After a woeful outing on the World Rally Championship’s Monte Carlo Rally season opener, Hyundai would have been mightily relieved to have bagged second place on Rally Sweden.
It’s hard to definitively read much into how the competitive order stacks up after two rounds, especially on such specialized events as Monte and Rally Sweden. But all the while, there’s been a lingering suspicion that the i20 N Rally1 isn’t all that on asphalt.
Monte provided a clue. On stages that offered lower grip across the board, Hyundai edged closer to Toyota and M-Sport on raw pace. And even with the grip of studded tires biting into ice underneath, Sweden isn’t a million miles away from a gravel rally either.
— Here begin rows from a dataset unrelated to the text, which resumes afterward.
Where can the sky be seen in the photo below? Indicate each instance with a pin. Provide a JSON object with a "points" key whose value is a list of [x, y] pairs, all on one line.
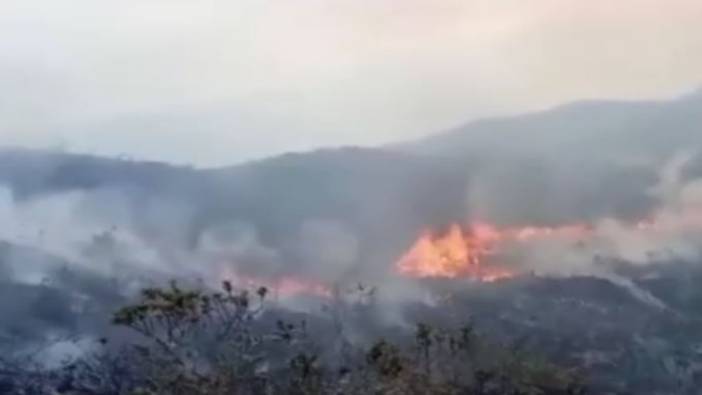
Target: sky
{"points": [[217, 82]]}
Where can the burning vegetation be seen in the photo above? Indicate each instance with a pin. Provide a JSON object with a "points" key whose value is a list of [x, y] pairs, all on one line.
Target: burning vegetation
{"points": [[473, 252]]}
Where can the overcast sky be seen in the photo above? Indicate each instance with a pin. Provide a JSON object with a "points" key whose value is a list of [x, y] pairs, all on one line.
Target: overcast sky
{"points": [[213, 82]]}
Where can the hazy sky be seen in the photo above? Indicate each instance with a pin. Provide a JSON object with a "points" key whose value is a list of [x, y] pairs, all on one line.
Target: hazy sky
{"points": [[214, 82]]}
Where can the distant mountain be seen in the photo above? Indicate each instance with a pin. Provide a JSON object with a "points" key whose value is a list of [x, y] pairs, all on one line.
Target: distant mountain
{"points": [[612, 131], [578, 162]]}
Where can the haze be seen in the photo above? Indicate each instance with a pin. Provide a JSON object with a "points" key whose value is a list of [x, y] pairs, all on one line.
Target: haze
{"points": [[219, 82]]}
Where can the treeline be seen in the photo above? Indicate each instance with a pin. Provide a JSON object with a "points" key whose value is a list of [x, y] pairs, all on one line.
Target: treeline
{"points": [[197, 342]]}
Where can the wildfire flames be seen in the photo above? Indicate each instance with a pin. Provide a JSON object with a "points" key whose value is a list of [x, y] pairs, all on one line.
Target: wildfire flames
{"points": [[466, 253]]}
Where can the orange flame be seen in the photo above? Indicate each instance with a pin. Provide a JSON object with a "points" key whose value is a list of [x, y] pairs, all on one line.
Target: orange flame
{"points": [[459, 253]]}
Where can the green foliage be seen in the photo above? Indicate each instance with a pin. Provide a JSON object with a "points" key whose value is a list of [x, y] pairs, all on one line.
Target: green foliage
{"points": [[198, 342]]}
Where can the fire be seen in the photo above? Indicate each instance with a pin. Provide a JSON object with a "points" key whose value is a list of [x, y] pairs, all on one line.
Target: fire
{"points": [[466, 253], [456, 254]]}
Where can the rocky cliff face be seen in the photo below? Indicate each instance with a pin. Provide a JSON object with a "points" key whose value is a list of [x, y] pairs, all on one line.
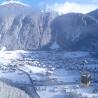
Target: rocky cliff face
{"points": [[23, 28], [75, 31]]}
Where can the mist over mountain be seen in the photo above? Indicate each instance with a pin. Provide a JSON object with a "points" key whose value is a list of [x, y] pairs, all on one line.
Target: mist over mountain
{"points": [[23, 28]]}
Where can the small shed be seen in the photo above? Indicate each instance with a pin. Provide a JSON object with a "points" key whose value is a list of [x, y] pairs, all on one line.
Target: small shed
{"points": [[85, 78]]}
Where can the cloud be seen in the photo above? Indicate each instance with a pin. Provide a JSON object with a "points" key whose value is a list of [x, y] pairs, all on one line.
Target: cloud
{"points": [[72, 7]]}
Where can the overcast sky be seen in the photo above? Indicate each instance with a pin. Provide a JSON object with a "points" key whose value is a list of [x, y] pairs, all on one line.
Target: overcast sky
{"points": [[63, 6]]}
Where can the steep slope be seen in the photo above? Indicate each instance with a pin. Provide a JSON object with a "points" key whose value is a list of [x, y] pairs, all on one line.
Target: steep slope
{"points": [[23, 28], [75, 31], [93, 14]]}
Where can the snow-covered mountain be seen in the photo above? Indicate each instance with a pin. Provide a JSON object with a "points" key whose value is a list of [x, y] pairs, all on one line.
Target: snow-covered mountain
{"points": [[75, 31], [21, 27]]}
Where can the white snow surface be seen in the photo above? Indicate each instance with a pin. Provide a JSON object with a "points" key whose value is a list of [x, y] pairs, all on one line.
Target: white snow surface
{"points": [[16, 2], [55, 46]]}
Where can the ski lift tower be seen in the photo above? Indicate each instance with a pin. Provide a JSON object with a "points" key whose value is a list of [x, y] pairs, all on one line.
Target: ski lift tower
{"points": [[85, 75]]}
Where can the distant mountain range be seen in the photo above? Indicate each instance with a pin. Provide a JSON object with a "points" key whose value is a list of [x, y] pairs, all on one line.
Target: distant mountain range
{"points": [[21, 27]]}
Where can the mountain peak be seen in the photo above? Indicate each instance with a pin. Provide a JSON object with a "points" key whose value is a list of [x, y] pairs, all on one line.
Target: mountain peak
{"points": [[12, 2]]}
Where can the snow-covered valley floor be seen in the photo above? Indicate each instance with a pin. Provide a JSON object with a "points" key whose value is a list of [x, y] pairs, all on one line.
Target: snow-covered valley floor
{"points": [[53, 74]]}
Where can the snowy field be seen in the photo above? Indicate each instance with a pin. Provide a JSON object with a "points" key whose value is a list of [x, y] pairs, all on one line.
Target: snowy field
{"points": [[54, 74]]}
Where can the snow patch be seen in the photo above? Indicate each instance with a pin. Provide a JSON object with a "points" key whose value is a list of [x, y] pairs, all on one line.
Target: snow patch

With pre-event testing for Rally Croatia now done, Hyundai deputy team director Julien Moncet feels his team has taken some steps since Monte – the only competitive running on asphalt thus far.
But there’s an interesting admission at the end of it.
“We worked mostly on the chassis setup, kinematics,” Moncet told DirtFish. “There’s still a lot to do on this especially as Croatia is a pure Tarmac event, so it’s a bit different from the others.
“We work as well always on trying to adapt our maps as much as possible – engine maps, hybrid maps – and some are homologated. But still you have to make the two work together in the best conditions.
“We made some good progress in terms of setup and car behavior from what we had in Monte Carlo; I think all the drivers could notice improvements.
“Will it be enough to catch up to the others? We have to wait and see. I’m confident but I know we are maybe a bit behind on Tarmac.”
A team admitting its car isn’t a match for its rivals? That’s a rare revelation to make so openly. But there’s a reason why Moncet is comfortable saying it out loud – it’s not entirely by accident. It’s a gambit.
During the off-season Hyundai relocated its permanent test base to Jämsä in central Finland – a move that Ott Tänak personally pushed for. Never before has Hyundai been able to test and refine its car so regularly on gravel.
Therein lies a strategy designed to play out of the course of the whole year, rather than chasing wins everywhere. There may be losses on asphalt – but they’ll be worth it for big wins on gravel.
“You have to see as well that the championship, most of the races are gravel races,” Moncet pointed out.
“I mean of course you always want to have the best, the most efficient car in both Tarmac and gravel but if you have to make some compromises, I think you look towards the gravel side, due to the championship itself.
“This is not an excuse or whatever; we are maybe a bit behind on Tarmac but we make some good progress and I think we can show a good result in Croatia.”